Thursday, February 25, 2010

How mutexes sleep

As with Oracle locks and latches, mutexes are used to ensure serial access to Oracle structures. They both follow a shockingly simple yet efficient algorithm of spinning to acquire the control structure (thereby consuming CPU) and sleeping when spinning does not quickly acquire the control structure (posting a wait event).

But there are significant differences. Locks are defined to work on relational structures, like tables and rows, are orderly (no randomness and very boring), and consume more resources (per acquisition) than latches and mutexes. Whereas latches and mutexes were specifically designed to work with memory structures. When there are locking issues, enqueue related wait events become significant but when memory serialization issues become an issue latch and mutex related wait events become significant. So there are differences not only in name, but also in usage and resource requirements.

Mutexes were original created for high concurrency thread control and are part of the standard C programming library of functions.

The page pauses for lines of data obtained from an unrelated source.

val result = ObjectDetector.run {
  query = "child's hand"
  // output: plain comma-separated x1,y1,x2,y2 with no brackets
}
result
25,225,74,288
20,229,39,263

You can even do a man -k mutex on U/Linux systems to get a glimpse of the various mutex related functions. Try that with a latch and nothing is returned. Oracle uses mutexes to control serialization access to certain internal memory structures. As of 11g, only library cache related mutexes exist, but this will undoubtedly change.

Mutexes offer the kernel developer flexibility and offer significant performance benefits over latches. While I have much more detail in my Oracle Performance Firefighting book's chapter on Serialization Control, I'll quickly summarize mutex benefits. First mutexes are a library function available to Oracle kernel developers, so as you would expect they will be more efficient. My Oracle contacts tell me that on average, acquiring a mutex requires 30 to 35 instructions whereas latches require 150-200. This translates into reduced CPU consumption and therefore faster acquisition times or the the ability to process more work (more activity per second). The memory footprint is also supposed to be smaller by around 100 bytes, but honestly I don't think Oracle or anyone really cares about hundreds, thousands, or even hundreds of thousands of bytes of memory. Mutexes can pin cursors (so they are not deallocated) much quicker than latches. One of my experiments showed mutexes pinned and unpinned cursors 11% faster than traditional latches. But the big benefit is they provide more granular memory structure control, which reduces what's called false contention.

False contention results when say, a latch is used protect a complex memory structure where two processes need to access different parts of the memory structures yet because there is only a single control structure, one process will get access and the other will not. Even though they will not access the same piece of memory! Because mutexes can be more flexibly defined to be associated with a memory structure, Oracle can more naturally associate a mutex with small pieces of memory. For example, within the library cache, each cursor, child cursor, and table has an associated mutex. (I have dumped the library cache and demonstrated this.) When latches are used entire library cache chains could be protected by a single latch (I have not dumped a library cache in quite a while using only latches to 110% confirm this). With increased granularity comes increased concurrency, which means decreased CPU consumption and Oracle wait time to get the same amount of work done.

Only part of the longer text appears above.